Rook(116)



He looked up to the edge of the cliffs, where LeBlanc’s office building perched, and where he knew there was a lift. The moon was gone, the sky just beginning to pale in the northeast. He wondered if he had time to climb.



Spear wondered if he should try to climb the stacks of bones and see the layout of the paths from above. Probably his light wasn’t bright enough even if he could. He kicked the pyramid of skulls in front of him, putting his foot through one. He was lost, and furious, and beginning to be afraid that Sophia and Tom were not even in this godforsaken grave. He studied the hole he had made in the skull, fourth one from the corner, near the floor, and took off at a run down the next narrow path.



Sophia wondered if she would have time to climb the fencing, slip her bonds over the top of the post, and perhaps set fire to the haularound before they could catch her. But her hands would still be tied, and there would still be Tom. So she looked straight ahead, ignoring the shouts and stares, and the people standing along the streets and in the doorways of their shanties. News in the Lower City traveled much faster than a haularound, and she could see the crowds gathering farther down the road.

There had been fighting here. Smoldering wood and rubble, and doorways with something black nailed on, announcing a death. And the sign of the red feather. And now that she was listening, some of the shouts were not the mockery she had expected. “Red Rook” came at her from all sides, but they were shouts of encouragement, and there were men and women who stood in respectful silence as the haularound passed. And then she heard her name.

“Sophie!” She turned her head, scanning the crowd until she saw a young, bearded man with his hair cropped short. “Sophie!”

“Justin!” Tom called.

Sophia felt a smile break over her face. She leaned as close to the edge of her rolling wooden prison as the ropes would allow. It was Mémé Annette’s son. “Justin! How is Maggie?”

“Five children!” he said as the haularound passed, his face falling as they all three remembered they were not actually having a reunion.

“Tell her we love her!” Sophia called. “And the children!”

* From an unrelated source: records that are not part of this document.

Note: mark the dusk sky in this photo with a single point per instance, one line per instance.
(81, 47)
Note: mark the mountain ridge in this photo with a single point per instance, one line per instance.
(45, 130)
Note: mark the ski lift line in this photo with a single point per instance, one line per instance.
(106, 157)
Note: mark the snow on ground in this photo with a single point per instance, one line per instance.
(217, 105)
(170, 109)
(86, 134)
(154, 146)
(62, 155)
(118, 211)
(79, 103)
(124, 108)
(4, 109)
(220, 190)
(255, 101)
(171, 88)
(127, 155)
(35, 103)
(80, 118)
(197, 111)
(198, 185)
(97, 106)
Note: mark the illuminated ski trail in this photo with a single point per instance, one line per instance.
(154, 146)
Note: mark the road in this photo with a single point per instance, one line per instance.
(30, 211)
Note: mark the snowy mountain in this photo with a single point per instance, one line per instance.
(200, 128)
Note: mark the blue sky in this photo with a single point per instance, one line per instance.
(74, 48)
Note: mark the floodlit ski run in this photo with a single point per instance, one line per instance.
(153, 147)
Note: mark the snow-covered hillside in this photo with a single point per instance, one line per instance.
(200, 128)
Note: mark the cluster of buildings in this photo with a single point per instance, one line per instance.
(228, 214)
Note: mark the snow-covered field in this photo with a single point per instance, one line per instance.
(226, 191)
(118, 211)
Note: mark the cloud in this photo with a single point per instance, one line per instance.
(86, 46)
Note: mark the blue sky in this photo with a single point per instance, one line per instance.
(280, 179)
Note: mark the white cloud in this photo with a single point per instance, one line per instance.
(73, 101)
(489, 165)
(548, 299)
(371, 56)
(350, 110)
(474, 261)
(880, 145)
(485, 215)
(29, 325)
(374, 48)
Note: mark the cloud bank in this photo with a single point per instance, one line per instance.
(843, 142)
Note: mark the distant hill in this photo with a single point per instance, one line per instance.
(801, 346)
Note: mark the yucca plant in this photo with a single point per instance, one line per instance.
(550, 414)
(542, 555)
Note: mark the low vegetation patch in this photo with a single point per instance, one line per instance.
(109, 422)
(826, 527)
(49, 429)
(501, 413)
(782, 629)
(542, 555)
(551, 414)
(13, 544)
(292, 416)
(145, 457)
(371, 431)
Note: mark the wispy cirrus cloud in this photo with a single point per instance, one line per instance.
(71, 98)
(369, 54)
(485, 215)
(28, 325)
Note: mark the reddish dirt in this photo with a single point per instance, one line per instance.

He nodded, and Sophia watched a small crowd form around him, asking questions and listening to his response. “Justin!” she yelled suddenly. “Can you get Tom water? Do you have a flask with you? Please!”

She watched Justin patting his shirt and pants, as if he might discover water, others around him doing the same. She wondered how many would remember Sophie and Tom from Blackpot Street, the children who spent their summers selling an old woman’s oatcakes and romping around in the mud and grime of a Lower City market, Tom’s hair tucked up in a cap.

She heard a thump behind her and turned her head to see a leather flask at Tom’s feet. He slid down the post and got his hands on it, the gendarmes around them seeming inclined to do nothing. She sighed in relief. So there was still goodness somewhere in the Lower City. It made her stand straighter as they drove the twisting streets, all the way to the turn into the prison yard.

There was a mob there the size of which she’d never seen. An ocean of bodies and faces packed into the square, the Razor rising up like an illuminated island of black and white flowers in its midst. She looked up at the sky. Surely they were early; there was only the barest lightening of the dark on the northeastern horizon. She met Tom’s eyes, and he shook his head. If there was anyone in that crowd who wanted to rescue them, she didn’t know how they could possibly do it. The numbers were unbelievable, overwhelming. She felt the loss of hope solidify, rock hard inside her. And then, as the people caught sight of them, one by one, the mob went silent.



Spear had gone silent, no more yelling. They weren’t there. There was no one there, nothing but death. He found the steps to lead him out of the cavern, ran straight through the lift and out into the prison. There was no one there, either, no guards. No Sophia. No Tom. Dread settled on him, like the bone dust that was covering his face. He turned right and dashed down the stairs and into the stinking tunnels, feet splashing in the quiet. Surely it couldn’t be dawn yet.



René turned at the strange, growing silence of the mob. Surely it couldn’t be dawn yet? And then he saw a haularound, lit with torches, bright at the opposite end of the prison yard. The sight set his fear on fire. The haularound snaked a path through the mob and now he could see Sophia in the back of it, hands tied and head up, her brother too weak to stand at the other end.

He looked around, trying to control his panic. Benoit, émile, his uncles, Cartier, and their recruits from the party guests were a short distance away, crowded around the prison door, where they’d thought Sophia was going to come out. They were cut off. René launched himself into the sea of people, swimming into the crowd, but there were many hundreds of bodies between him and the scaffold.



LeBlanc looked down on the hundreds of faces, indistinct in shadows and torchlight, and smiled beatifically. He was seated in the viewing box, his streak straight and robes perfect, all wounds discreetly covered. And he was in Allemande’s chair, from where his new power would flow. The other ministres had not seemed quite confident in his story of Allemande’s death by armed rebels, LeBlanc had thought. But they all knew who the gendarmes were taking their orders from. And so the ministres were around him on the scaffold, one or two yawning with the early dawn, seated in their velvet chairs, waiting to witness the death of the Red Rook.